This thread has been locked.

If you have a related question, please click the "Ask a related question" button in the top right corner. The newly created question will be automatically linked to this question.

Linux/PROCESSOR-SDK-AM335X: Kernel 4.4 will sometimes hang on boot @ clocksource: jiffies

Part Number: PROCESSOR-SDK-AM335X

Tool/software: Linux

Hello,

We currently have a couple of boards based off of the AM335x EVM and we're now looking at using a newer kernel (4.4). We noticed that maybe every 1 in 20 or so, the kernel would hang on boot, always at the same spot.

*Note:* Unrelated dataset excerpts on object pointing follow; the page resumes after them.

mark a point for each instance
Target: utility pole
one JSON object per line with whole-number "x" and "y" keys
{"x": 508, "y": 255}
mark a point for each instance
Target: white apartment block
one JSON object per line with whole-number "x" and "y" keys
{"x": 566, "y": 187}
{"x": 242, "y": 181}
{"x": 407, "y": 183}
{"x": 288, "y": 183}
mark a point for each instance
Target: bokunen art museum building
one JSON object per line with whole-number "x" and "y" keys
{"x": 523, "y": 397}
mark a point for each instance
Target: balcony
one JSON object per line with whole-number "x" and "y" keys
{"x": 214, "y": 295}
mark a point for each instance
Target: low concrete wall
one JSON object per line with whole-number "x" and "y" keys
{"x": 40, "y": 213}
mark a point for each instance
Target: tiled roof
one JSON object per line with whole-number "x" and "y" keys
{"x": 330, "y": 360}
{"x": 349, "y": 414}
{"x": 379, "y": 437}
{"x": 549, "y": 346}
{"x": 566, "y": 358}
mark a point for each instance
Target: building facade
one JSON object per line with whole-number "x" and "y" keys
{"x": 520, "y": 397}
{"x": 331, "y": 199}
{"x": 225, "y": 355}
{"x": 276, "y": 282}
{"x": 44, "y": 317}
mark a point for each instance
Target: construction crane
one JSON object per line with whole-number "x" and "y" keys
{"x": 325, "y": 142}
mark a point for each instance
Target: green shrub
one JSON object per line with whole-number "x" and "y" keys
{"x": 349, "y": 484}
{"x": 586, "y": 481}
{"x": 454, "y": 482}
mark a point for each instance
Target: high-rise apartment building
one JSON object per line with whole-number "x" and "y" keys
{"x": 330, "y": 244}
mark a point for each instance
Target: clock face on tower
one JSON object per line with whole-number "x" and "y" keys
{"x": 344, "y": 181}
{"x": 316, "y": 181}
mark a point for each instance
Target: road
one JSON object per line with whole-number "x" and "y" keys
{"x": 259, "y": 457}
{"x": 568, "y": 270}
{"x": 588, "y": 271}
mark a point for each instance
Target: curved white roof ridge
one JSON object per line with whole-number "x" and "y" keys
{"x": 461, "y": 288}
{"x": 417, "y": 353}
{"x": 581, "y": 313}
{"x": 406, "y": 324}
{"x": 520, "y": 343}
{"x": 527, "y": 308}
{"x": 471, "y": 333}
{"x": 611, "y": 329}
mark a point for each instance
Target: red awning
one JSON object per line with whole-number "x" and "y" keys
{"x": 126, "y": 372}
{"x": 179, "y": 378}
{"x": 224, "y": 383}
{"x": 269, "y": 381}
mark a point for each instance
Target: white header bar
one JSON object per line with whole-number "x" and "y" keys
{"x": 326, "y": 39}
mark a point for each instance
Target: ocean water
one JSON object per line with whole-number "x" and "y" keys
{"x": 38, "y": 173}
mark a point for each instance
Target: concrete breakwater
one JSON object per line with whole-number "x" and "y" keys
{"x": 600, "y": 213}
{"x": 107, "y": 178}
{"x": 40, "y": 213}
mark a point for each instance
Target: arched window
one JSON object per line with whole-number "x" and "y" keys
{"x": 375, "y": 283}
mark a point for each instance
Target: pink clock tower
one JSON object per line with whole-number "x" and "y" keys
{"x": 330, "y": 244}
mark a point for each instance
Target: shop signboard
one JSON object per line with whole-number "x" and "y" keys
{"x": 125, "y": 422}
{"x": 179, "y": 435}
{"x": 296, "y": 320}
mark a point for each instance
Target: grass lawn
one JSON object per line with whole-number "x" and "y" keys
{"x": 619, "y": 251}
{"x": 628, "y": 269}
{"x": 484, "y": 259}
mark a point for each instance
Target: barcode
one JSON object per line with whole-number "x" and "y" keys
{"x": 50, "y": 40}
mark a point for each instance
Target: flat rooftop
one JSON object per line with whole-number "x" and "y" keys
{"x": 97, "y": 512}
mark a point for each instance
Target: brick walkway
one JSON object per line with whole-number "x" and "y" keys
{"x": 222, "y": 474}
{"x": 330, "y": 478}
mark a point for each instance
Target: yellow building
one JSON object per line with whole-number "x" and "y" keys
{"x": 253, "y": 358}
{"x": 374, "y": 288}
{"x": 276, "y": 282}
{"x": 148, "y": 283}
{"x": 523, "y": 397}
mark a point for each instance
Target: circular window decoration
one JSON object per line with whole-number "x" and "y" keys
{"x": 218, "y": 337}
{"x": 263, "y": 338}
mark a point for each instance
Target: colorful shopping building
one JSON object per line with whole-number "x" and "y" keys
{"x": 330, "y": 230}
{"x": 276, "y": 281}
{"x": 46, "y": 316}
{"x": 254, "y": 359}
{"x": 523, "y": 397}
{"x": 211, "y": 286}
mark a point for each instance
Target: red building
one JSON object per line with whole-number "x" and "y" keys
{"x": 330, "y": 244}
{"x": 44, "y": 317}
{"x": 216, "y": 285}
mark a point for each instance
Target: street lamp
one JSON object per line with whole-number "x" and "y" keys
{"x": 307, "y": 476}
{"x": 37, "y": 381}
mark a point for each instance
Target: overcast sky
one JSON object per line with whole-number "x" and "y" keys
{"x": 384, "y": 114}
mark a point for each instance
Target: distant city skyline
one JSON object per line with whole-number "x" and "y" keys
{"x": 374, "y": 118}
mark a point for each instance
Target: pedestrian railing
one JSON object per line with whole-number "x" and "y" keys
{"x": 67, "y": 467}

Below is where it hangs (at clocksource: jiffies):

[    0.000000] Booting Linux on physical CPU 0x0
[    0.000000] Linux version 4.4.12-svn100 (dev@aaa) (gcc version 4.8.3 (GCC) ) #3 Tue Feb 14 15:17:47 PST 2017
[    0.000000] CPU: ARMv7 Processor [413fc082] revision 2 (ARMv7), cr=10c5387d
[    0.000000] CPU: PIPT / VIPT nonaliasing data cache, VIPT aliasing instruction cache
[    0.000000] Machine model: TI AM335x
[...]
[    0.112165] CPU: Testing write buffer coherency: ok
[    0.113980] Setting up static identity map for 0x80008200 - 0x80008258
[    0.122119] devtmpfs: initialized
[    0.172404] VFP support v0.3: implementor 41 architecture 3 part 30 variant c rev 3
[    0.237777] omap_hwmod: debugss: _wait_target_disable failed
^^^ last entry that shows up in when it hangs

[    0.296301] clocksource: jiffies: mask: 0xffffffff max_cycles: 0xffffffff, max_idle_ns: 19112604462750000 ns
^^^ this line no longer shows up

[    0.299314] pinctrl core: initialized pinctrl subsystem
[    0.306278] NET: Registered protocol family 16
[    0.314393] DMA: preallocated 256 KiB pool for atomic coherent allocations
[    0.331495] GPIO line 20 (ddr vtt enable) hogged as output/high
[...]

We have never encountered this issue with TISDK6's 3.2 kernel, so we're wondering if anyone has seen this before.

Much appreciated!

  • Hi,

    FYI, the 4.4.12 kernel is not an official TI kernel release. Could you share where did you download the sources from, so that I can take a look at them?

    Best Regards,
    Yordan
  • Hi Yordan,

    Thanks for looking into this. We used the kernel from 3.00.00.04 (software-dl.ti.com/.../software_manifest.htm) as it was our last SDK at the time. But now we've switched to the latest one (03.02.00.05), and also saw the same thing happen with 4.4.32.
  • Hi,

    Let me take a look at the kernel sources and I'll get back with my feedback.

    Best Regards,
    Yordan
  • Hi Yordan,

    Great, thanks for your help! Unfortunately, it hangs before anything is written to console (after uboot prints "Starting Kernel") and there's no kernel dump available, so that's all the info I can provide so far.

  • Hi,

    I think the issue is NOT in the clocksourse
    [ 0.296301] clocksource: jiffies: mask: 0xffffffff max_cycles: 0xffffffff, max_idle_ns: 19112604462750000 ns
    This exact same line can be seen on devices that boot normally, i.e. the bellow is from my BBB, running kernel 4.4.19:
    [ 0.169660] clocksource: jiffies: mask: 0xffffffff max_cycles: 0xffffffff, max_idle_ns: 19112604462750000 ns

    Your system actually hangs on:
    [ 0.331495] GPIO line 20 (ddr vtt enable) hogged as output/high

    which comes from drivers/gpio/gpiolib.c, gpio_hogd():
    /* Mark GPIO as hogged so it can be identified and removed later */
    set_bit(FLAG_IS_HOGGED, &desc->flags);

    pr_info("GPIO line %d (%s) hogged as %s%s\n",
    desc_to_gpio(desc), name,
    (dflags&GPIOD_FLAGS_BIT_DIR_OUT) ? "output" : "input",
    (dflags&GPIOD_FLAGS_BIT_DIR_OUT) ?
    (dflags&GPIOD_FLAGS_BIT_DIR_VAL) ? "/high" : "/low":"");
    The line name in your case is: "ddr vtt enable". Can you post your dts file & full bootlog (uboot output & kernel output up until it hangs)?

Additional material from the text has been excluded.